Pour rendre les montants comparables, la base de calcul est fixée à 110 m², en zone H3 : après un bouquet complet, la consommation recule d'environ 11 800 kWh par an, soit près de 1 270 € au tarif de référence. Côté financement, l'assiette est plafonnée à 40 000 € HT dès trois classes gagnées, l'aide ANAH s'échelonne de 4 000 € à 32 000 € selon le revenu fiscal de référence, et l'accompagnement obligatoire est pris en charge jusqu'à 2 000 €.
Contexte urbain à Chabottes : 422 résidences principales pour 964 habitants. Sur la remise à niveau d'un logement mis en location, cela se traduit par des contraintes d'accès, d'occupation temporaire du domaine public et de livraison qui pèsent réellement sur le prix final.
Dans l'ordonnancement du chantier à Chabottes, la remise à niveau d'un logement mis en location mobilise un opérateur agréé par l'Anah pendant cinq à neuf mois. Cette durée se cale entre l'audit préalable et la mise en service du générateur : la déplacer en fin de chantier oblige presque toujours à reprendre des interfaces déjà refermées.
Le métré fait foi avant toute discussion de prix : à Chabottes, sur une base de 110 m² en zone H3, la remise à niveau d'un logement mis en location représente de l'ordre de 154 logement du parc locatif. Multiplié par un prix unitaire de 22 000 à 45 000 €, on obtient une fourchette de 3 388 000 € à 6 930 000 € TTC, que le plafond d'assiette de 40 000 € HT vient ensuite borner.

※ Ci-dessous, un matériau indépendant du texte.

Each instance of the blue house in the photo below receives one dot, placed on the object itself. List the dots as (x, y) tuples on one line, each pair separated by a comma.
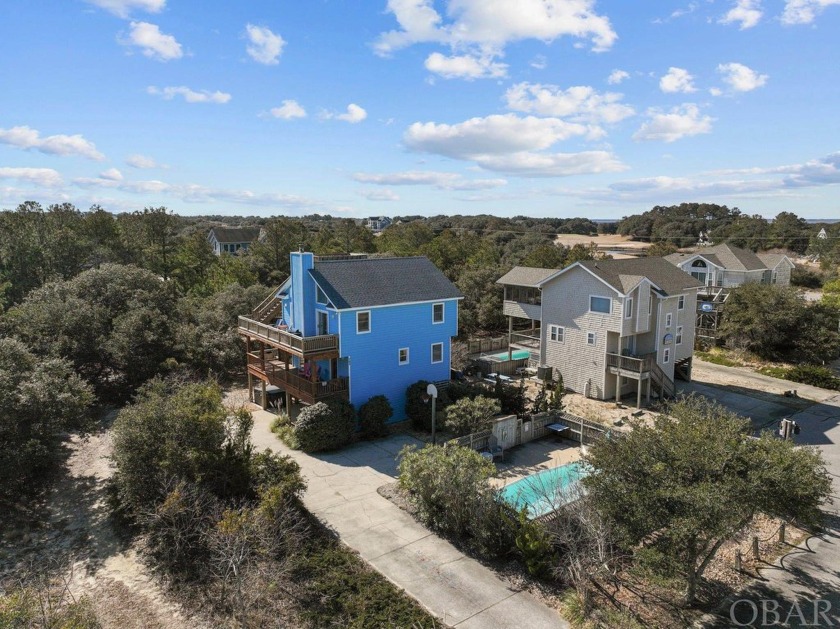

Ce que vérifie l'instructeur avant de payer à Chabottes : que les critères de décence et un engagement de loyer maîtrisé figure au devis, que un opérateur agréé par l'Anah soit qualifié RGE à la date de signature, et que le constat de décence après travaux soit joint. À la clé, un solde pouvant atteindre 32 000 €.
Même projet, aides très différentes : sur la remise à niveau d'un logement mis en location à Chabottes, l'aide varie de 4 000 € à 32 000 € selon la catégorie de ressources, avec 24 000 € pour un ménage modeste et 18 000 € pour un intermédiaire. Vérifier son RFR avant de comparer des devis évite bien des déconvenues.
Une seule ligne du devis engage réellement l'entreprise : celle qui porte les critères de décence et un engagement de loyer maîtrisé. Pour la remise à niveau d'un logement mis en location à Chabottes, exiger sa présence écrite vaut mieux que toute garantie orale, car c'est cette valeur que l'organisme instructeur contrôle avant de solder le dossier.
Situer le projet dans son département : à Chabottes, en Hautes-Alpes, les mêmes barèmes nationaux s'appliquent, mais les prix d'entreprise et les délais varient d'un bassin à l'autre. Consulter trois devis sur la remise à niveau d'un logement mis en location dans ce périmètre reste la seule façon d'objectiver le coût.